I have had a great deal of time to study the various ways in which extremely wealthy people give money away, and I have identified several distinct species. I present them here as a public service.
Type 1: The Naming Opportunity
The billionaire donates a large sum to a university, hospital, or cultural institution. The institution is renamed after the billionaire. The billionaire’s name now appears on a building that serves the public, creating the impression that the public facility is a gift from the billionaire rather than an institution the public funded through taxes for decades before the billionaire’s check arrived.
The tax deduction frequently exceeds the value of the naming. The institution gets a new wing. The billionaire gets a monument. The public gets a building they already paid for, now bearing a name that suggests they should be grateful.
Charitable impact: Moderate. Buildings are useful. Self-serving impact: High. Monuments are forever.
Type 2: The Foundation
The billionaire creates a private foundation, transfers a significant portion of their wealth into it, and is celebrated for their generosity. The foundation is required by law to distribute five percent of its assets annually. The remaining ninety-five percent is invested and grows.
The foundation is governed by the billionaire and their appointees. The foundation’s grants reflect the billionaire’s priorities, which may or may not align with the priorities of the people the foundation claims to serve. The foundation is not subject to democratic oversight, public accountability, or term limits.
In practice, the foundation is a mechanism for converting taxable wealth into a tax-exempt vehicle that the billionaire controls indefinitely. The “charity” is the five percent. The control is the other ninety-five.
Charitable impact: Variable. Some foundations do excellent work. Many do not. Self-serving impact: Permanent. The foundation is, structurally, a dynasty.
Type 3: The Pledge
The billionaire announces, at a press conference, that they will give away the majority of their wealth in their lifetime. The announcement is celebrated globally. The billionaire’s net worth, at the time of the pledge, is $50 billion. Five years later, the billionaire’s net worth is $80 billion. Ten years later, it is $120 billion.

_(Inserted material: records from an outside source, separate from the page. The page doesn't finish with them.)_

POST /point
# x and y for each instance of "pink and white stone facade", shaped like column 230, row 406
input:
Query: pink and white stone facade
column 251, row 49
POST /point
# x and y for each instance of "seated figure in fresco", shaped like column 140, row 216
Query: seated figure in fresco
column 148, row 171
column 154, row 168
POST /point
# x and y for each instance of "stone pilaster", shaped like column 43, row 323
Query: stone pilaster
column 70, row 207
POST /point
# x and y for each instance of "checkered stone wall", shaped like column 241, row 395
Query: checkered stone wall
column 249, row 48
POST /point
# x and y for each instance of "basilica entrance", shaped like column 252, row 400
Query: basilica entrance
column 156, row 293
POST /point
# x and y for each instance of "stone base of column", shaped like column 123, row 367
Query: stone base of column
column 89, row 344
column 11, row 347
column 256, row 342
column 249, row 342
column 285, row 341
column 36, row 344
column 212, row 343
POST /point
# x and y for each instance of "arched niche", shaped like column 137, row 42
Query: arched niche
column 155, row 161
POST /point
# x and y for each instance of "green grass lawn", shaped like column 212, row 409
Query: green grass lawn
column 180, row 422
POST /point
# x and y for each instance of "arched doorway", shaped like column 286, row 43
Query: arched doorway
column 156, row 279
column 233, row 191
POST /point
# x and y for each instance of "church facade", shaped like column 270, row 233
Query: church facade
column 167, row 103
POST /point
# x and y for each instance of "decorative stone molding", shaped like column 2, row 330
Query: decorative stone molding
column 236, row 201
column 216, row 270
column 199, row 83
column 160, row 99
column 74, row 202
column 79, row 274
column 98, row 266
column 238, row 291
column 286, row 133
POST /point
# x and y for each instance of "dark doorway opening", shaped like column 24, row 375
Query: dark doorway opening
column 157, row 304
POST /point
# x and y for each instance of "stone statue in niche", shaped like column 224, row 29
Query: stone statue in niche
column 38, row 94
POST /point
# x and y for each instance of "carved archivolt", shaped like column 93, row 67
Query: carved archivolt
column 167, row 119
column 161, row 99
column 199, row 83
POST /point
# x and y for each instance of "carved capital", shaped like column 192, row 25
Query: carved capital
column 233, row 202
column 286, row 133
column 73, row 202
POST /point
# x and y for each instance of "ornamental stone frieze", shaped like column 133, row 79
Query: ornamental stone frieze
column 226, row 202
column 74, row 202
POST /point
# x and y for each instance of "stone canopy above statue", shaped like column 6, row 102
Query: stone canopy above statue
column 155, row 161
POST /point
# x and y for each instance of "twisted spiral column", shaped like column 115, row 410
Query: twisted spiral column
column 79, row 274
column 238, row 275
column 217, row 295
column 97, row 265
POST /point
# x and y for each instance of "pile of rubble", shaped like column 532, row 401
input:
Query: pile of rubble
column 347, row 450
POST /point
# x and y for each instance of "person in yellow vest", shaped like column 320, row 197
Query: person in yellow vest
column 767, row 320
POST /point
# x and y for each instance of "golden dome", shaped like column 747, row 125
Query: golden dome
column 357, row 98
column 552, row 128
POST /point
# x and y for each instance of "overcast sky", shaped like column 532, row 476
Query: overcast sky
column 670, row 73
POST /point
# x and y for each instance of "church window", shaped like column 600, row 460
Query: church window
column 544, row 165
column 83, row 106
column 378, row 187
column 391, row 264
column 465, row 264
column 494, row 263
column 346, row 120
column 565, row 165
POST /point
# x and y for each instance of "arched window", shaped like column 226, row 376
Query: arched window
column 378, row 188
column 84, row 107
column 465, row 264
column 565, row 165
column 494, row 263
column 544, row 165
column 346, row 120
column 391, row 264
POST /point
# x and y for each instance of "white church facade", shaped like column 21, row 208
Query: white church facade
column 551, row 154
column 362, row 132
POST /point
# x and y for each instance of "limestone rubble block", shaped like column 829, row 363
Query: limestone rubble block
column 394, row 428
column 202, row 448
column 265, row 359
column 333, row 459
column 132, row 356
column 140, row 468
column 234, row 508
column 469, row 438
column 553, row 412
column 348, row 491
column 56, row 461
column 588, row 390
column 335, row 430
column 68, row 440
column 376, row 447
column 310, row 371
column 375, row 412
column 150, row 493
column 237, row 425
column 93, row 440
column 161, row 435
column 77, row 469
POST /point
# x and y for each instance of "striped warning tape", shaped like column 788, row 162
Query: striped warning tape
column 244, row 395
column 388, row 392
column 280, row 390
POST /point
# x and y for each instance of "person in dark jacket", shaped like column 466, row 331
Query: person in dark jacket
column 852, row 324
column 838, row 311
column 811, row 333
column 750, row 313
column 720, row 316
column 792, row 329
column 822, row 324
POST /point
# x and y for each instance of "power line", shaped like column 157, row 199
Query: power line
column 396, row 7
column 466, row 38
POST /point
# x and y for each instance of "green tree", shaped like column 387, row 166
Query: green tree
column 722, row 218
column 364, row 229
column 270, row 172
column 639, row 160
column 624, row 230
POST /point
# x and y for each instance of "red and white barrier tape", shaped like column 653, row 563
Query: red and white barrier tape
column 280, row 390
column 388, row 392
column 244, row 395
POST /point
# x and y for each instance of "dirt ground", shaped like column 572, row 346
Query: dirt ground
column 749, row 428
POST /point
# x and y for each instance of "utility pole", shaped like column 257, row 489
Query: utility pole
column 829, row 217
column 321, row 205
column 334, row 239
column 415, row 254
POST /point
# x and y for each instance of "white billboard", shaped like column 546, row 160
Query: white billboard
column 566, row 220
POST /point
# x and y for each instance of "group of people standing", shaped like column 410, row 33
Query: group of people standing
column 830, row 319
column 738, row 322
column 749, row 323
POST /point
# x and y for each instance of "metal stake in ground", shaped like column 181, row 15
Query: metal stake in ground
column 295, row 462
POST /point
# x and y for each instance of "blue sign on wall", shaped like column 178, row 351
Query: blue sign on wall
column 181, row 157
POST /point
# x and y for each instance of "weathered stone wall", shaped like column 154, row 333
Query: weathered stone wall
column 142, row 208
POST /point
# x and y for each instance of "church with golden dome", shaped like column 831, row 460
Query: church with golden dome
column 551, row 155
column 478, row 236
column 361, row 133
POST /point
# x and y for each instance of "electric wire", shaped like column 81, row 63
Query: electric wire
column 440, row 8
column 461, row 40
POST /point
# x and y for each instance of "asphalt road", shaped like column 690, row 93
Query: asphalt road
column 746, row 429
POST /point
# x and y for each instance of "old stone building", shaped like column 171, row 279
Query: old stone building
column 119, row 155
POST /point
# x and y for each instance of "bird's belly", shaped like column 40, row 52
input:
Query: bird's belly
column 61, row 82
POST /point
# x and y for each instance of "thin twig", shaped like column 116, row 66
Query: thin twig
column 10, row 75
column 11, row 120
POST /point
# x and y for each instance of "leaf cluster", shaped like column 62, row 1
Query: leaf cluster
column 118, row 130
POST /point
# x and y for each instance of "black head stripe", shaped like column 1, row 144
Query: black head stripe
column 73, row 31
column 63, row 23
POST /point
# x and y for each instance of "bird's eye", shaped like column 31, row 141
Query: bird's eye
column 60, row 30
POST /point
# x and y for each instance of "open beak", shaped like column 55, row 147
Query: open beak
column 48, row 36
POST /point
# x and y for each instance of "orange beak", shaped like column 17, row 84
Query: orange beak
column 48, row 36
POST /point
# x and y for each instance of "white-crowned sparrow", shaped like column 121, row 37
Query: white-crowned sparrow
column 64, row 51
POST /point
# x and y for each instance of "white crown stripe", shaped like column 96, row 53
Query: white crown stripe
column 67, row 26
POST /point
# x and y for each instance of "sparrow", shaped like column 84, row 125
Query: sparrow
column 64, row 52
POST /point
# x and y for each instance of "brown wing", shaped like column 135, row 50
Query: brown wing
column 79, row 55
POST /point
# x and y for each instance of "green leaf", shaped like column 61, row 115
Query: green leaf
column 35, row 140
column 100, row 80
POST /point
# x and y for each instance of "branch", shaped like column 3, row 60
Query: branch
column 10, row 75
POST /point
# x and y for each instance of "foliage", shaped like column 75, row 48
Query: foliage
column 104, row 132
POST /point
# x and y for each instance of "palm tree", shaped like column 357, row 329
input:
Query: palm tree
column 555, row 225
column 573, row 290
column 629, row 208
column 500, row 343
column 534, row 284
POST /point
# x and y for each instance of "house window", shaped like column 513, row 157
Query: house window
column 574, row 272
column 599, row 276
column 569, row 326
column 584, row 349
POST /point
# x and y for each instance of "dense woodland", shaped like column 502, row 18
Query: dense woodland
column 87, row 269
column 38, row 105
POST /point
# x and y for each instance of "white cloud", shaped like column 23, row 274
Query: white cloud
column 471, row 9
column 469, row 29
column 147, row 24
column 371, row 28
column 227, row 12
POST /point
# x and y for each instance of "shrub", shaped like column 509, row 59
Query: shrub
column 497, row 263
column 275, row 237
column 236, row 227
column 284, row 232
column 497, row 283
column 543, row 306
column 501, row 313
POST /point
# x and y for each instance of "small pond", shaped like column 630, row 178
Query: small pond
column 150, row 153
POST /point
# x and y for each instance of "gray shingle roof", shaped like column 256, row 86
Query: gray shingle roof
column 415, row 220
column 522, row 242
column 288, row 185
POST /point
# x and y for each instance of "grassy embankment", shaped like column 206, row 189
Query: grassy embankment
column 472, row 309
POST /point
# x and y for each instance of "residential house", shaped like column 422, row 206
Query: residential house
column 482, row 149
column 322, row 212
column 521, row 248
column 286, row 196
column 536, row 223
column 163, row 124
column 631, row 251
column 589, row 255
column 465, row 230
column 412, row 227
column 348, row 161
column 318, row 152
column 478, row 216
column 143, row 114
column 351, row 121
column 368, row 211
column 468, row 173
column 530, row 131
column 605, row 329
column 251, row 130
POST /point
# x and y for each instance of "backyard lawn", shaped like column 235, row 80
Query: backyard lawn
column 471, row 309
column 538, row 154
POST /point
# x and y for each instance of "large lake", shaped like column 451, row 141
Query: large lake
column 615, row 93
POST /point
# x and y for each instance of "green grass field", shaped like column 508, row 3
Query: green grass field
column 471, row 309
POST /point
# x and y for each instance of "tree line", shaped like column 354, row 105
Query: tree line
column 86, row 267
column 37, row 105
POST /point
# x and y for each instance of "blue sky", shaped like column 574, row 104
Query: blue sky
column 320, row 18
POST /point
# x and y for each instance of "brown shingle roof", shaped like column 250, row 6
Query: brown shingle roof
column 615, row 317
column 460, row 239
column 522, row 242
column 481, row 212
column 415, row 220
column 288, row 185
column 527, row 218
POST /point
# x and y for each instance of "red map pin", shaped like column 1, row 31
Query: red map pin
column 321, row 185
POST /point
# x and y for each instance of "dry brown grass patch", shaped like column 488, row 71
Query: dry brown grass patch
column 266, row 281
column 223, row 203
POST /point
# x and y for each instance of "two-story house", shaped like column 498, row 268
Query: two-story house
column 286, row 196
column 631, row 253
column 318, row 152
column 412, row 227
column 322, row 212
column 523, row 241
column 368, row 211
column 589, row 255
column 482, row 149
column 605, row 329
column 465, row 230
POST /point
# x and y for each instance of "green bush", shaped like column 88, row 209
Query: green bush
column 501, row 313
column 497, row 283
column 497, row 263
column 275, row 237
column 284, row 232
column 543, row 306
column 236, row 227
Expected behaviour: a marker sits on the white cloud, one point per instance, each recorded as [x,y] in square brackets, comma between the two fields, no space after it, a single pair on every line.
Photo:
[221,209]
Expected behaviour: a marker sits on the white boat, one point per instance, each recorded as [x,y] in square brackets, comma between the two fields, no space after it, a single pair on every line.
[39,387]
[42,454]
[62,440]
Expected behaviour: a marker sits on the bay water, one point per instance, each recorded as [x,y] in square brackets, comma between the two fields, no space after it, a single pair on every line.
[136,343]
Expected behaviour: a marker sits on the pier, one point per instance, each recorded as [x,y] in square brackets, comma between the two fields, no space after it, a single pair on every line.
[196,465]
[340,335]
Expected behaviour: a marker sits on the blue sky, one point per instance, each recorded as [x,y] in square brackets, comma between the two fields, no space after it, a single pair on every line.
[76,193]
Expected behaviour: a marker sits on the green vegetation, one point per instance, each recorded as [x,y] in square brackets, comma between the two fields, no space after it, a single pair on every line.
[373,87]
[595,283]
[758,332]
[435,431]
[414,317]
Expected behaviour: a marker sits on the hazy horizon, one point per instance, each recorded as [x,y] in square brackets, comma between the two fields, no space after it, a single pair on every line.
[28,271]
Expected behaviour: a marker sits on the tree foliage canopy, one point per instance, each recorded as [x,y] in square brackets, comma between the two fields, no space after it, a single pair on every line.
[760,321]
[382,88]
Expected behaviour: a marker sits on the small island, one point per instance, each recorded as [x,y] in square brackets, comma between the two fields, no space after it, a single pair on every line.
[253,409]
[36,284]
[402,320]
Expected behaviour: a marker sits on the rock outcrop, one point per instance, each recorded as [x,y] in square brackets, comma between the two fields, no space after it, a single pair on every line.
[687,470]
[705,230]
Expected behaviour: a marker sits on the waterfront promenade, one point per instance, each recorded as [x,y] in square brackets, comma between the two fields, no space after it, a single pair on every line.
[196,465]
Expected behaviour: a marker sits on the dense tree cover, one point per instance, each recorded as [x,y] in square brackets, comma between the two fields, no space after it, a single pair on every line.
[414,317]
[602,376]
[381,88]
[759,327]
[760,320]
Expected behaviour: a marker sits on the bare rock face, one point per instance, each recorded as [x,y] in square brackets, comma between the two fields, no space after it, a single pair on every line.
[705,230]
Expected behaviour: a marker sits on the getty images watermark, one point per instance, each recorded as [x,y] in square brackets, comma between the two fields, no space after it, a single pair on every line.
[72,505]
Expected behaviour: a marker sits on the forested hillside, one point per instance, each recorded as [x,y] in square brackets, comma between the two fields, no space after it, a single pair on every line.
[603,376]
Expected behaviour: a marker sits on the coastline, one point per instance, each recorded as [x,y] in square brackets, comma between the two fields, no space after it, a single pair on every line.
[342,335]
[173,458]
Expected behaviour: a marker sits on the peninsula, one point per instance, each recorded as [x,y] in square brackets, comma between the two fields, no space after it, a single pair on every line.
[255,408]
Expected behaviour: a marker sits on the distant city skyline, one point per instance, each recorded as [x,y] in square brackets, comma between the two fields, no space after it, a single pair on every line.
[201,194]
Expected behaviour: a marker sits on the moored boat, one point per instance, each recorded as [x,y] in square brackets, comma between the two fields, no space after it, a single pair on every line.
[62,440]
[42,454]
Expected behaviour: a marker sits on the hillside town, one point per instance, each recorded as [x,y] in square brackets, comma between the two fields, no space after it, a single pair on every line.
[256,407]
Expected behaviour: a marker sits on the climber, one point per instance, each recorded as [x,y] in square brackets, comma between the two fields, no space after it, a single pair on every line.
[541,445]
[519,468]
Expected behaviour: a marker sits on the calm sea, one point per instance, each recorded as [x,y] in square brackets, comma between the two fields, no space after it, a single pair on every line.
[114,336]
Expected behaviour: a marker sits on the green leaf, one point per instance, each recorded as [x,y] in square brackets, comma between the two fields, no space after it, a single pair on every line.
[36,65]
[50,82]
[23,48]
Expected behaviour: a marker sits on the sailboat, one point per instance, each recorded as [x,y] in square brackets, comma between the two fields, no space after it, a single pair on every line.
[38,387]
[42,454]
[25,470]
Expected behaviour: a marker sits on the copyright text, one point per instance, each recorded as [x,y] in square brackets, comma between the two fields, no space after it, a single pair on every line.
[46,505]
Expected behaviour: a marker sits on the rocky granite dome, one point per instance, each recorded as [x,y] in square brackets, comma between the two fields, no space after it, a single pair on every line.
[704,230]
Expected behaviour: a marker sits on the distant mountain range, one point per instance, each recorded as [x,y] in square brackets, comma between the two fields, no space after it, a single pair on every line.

The pledge has no legal force. There is no mechanism of accountability. The wealth grows faster than it is given away. The billionaire is continuously celebrated for a promise they are continuously failing to keep, if we define “keeping” as actually having less money.
Charitable impact: Theoretical. Self-serving impact: Immediate and ongoing.
Type 4: The Disruption
The billionaire announces a new initiative to solve a major global problem using “innovative, market-based approaches.” The initiative is staffed by former management consultants. The affected communities are not consulted. The approach involves technology, data platforms, and the word “scalable.”
Several years and several hundred million dollars later, the initiative publishes a report documenting its impact. The report is authored by the initiative itself. The metrics are self-selected. The communities the initiative was supposed to serve are quoted anonymously, if at all.
The problem persists. The initiative pivots. The report is cited in future grant applications.
Charitable impact: Often negative. Disruption of existing community-led efforts. Self-serving impact: Substantial. The billionaire is now an “expert” in the field.
Type 5: The Tax Strategy
The billionaire donates appreciated assets to a charity, avoiding capital gains tax on the appreciation. The deduction reduces their income tax. The charity receives assets it must sell at market value. The billionaire’s effective tax rate, after the donation, is lower than their personal assistant’s.
This is legal, encouraged, and described as “generous.” I describe it as “arithmetic.”
Charitable impact: Real but incidental to the purpose. Self-serving impact: Precisely calculated.
What Would Actually Help
I am asked this question as if the answer were obscure. It is not.
Pay taxes. Not the minimum legally required after aggressive avoidance strategies. The amount that a fair tax code, designed to fund public services, would require from someone with your resources.
Taxes are not charity. They are the cost of the civilization that made your wealth possible. The roads your products travel on. The schools that educated your workforce. The legal system that enforces your contracts. The public health infrastructure that keeps your employees alive.
When a billionaire donates to a hospital, they receive praise. When they pay taxes that fund hospitals, they receive nothing. This incentive structure explains why billionaires prefer philanthropy to taxation: one comes with a naming opportunity, and the other does not.
I would like to propose a simple reform: every public building funded primarily by tax revenue should bear a plaque reading: “Built by the citizens who paid their taxes.”
It would be the most honest dedication in the country.